A number of the tracks on Nirvana (particularly the extended U.S. version) show up on Smith’s debut full-length, In The Lonely Hour. Smith’s soulful tones, in turns smooth and falsetto, are the centerpiece of Lonely Hour, lending themselves handily to the unrequited love that forms the album’s theme. The strongest track, album opener “Money On My Mind,” follows neither the yearning air nor the midrange tempo of In The Lonely Hour.
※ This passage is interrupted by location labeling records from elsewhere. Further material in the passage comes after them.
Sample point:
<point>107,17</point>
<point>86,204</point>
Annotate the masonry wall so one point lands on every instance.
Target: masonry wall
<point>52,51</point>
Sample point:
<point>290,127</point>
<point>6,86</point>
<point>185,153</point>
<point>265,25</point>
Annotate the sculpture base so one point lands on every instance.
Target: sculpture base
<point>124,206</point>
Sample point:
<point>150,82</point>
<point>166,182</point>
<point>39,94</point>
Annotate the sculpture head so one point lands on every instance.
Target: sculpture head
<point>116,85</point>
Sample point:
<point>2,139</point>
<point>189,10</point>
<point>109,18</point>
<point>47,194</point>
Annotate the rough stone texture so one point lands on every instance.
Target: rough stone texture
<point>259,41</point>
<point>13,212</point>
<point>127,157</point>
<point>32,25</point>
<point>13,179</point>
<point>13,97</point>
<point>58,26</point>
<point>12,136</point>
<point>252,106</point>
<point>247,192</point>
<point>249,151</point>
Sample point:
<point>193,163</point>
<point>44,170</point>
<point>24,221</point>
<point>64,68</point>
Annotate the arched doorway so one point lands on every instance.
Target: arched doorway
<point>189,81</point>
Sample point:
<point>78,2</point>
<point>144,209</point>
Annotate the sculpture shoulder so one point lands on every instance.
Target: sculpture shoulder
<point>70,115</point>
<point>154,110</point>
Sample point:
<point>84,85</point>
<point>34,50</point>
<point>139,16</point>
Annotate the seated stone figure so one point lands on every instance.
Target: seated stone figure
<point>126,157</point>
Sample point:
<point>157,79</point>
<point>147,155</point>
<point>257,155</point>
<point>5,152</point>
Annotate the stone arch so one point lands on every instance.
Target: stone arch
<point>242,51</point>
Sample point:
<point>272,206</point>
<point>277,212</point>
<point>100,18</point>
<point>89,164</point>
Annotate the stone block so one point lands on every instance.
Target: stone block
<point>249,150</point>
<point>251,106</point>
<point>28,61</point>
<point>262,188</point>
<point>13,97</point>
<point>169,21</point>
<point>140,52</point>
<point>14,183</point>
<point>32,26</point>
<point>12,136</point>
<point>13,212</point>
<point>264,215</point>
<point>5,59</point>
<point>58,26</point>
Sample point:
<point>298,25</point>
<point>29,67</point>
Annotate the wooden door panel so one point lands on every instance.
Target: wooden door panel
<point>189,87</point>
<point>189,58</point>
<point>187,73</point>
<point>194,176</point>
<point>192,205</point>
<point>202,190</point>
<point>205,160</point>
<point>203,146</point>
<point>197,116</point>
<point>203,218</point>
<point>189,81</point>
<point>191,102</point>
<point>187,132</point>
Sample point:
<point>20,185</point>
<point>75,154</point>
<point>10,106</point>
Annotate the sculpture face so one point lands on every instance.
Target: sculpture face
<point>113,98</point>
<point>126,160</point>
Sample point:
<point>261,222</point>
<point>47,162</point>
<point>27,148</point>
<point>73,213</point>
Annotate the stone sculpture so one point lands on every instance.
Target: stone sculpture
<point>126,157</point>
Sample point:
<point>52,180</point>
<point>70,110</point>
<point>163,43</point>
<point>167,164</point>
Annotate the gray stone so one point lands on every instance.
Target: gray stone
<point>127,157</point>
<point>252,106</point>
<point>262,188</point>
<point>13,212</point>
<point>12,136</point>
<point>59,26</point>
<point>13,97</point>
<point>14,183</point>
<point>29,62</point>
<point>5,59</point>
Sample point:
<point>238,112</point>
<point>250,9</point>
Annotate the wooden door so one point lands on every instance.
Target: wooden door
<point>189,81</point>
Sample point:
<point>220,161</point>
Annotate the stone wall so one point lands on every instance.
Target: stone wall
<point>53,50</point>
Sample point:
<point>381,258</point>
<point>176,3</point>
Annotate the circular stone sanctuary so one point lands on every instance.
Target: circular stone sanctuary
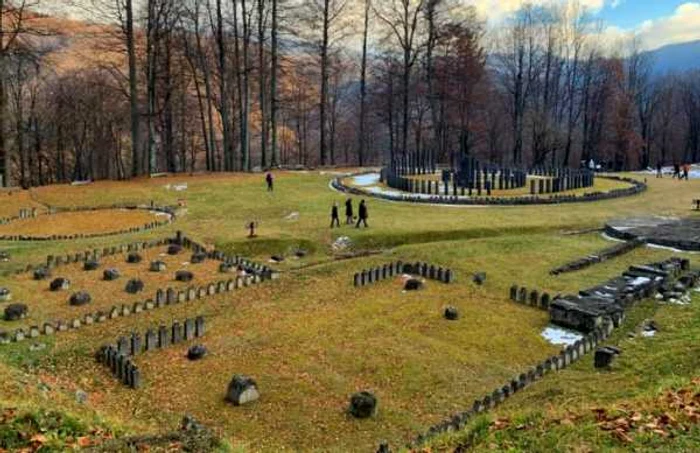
<point>674,232</point>
<point>83,223</point>
<point>465,180</point>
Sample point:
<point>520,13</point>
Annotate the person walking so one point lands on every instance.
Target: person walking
<point>362,215</point>
<point>335,219</point>
<point>348,212</point>
<point>676,171</point>
<point>270,181</point>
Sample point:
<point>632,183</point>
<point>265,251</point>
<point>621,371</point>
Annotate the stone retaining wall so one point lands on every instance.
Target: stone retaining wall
<point>666,271</point>
<point>603,255</point>
<point>533,298</point>
<point>366,277</point>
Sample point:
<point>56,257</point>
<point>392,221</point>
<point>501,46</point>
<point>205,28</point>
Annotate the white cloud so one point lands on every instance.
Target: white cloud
<point>682,26</point>
<point>496,10</point>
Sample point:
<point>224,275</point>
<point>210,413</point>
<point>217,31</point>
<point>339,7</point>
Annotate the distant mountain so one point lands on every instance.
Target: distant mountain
<point>676,57</point>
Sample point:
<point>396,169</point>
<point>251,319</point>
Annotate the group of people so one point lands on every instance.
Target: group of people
<point>362,214</point>
<point>679,171</point>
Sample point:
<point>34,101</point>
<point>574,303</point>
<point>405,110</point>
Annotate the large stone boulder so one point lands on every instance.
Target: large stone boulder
<point>59,284</point>
<point>242,390</point>
<point>5,295</point>
<point>227,268</point>
<point>15,312</point>
<point>42,273</point>
<point>184,276</point>
<point>604,356</point>
<point>198,257</point>
<point>413,284</point>
<point>363,405</point>
<point>196,352</point>
<point>110,274</point>
<point>451,313</point>
<point>91,265</point>
<point>134,258</point>
<point>479,278</point>
<point>80,298</point>
<point>157,266</point>
<point>134,286</point>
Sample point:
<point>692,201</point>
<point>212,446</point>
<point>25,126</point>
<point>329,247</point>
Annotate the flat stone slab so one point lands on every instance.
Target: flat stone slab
<point>674,232</point>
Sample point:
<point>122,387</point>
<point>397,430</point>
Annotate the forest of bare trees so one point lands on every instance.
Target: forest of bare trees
<point>240,85</point>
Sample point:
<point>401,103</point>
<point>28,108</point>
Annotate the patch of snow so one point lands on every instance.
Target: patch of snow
<point>342,243</point>
<point>365,180</point>
<point>670,249</point>
<point>176,187</point>
<point>640,281</point>
<point>561,336</point>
Ripping synthesizers are laced with the best of both sides of Smith’s vocal prowess, creating a searing party-rocking tune. “Like I Can” bridges the effervescence of “Money On My Mind” and the rest of the album’s wounded elegance with vibrant beats and an infectious chorus.

It is retro-soul and gospel, however, that are the driving forces of In The Lonely Hour. “I’m Not The Only One” illustrates this with sophisticated piano and escalating strings, while “I’ve Told You Now” does so with Adele-like heartbreak. The rest of In The Lonely Hour doesn’t stray far from this prescription—to the point of redundancy. Smith’s voice remains rich, but the songs and their sentiments are one-dimensional. As singles, the LP works. But as a whole product, listeners could start wondering if they hit “repeat” by accident.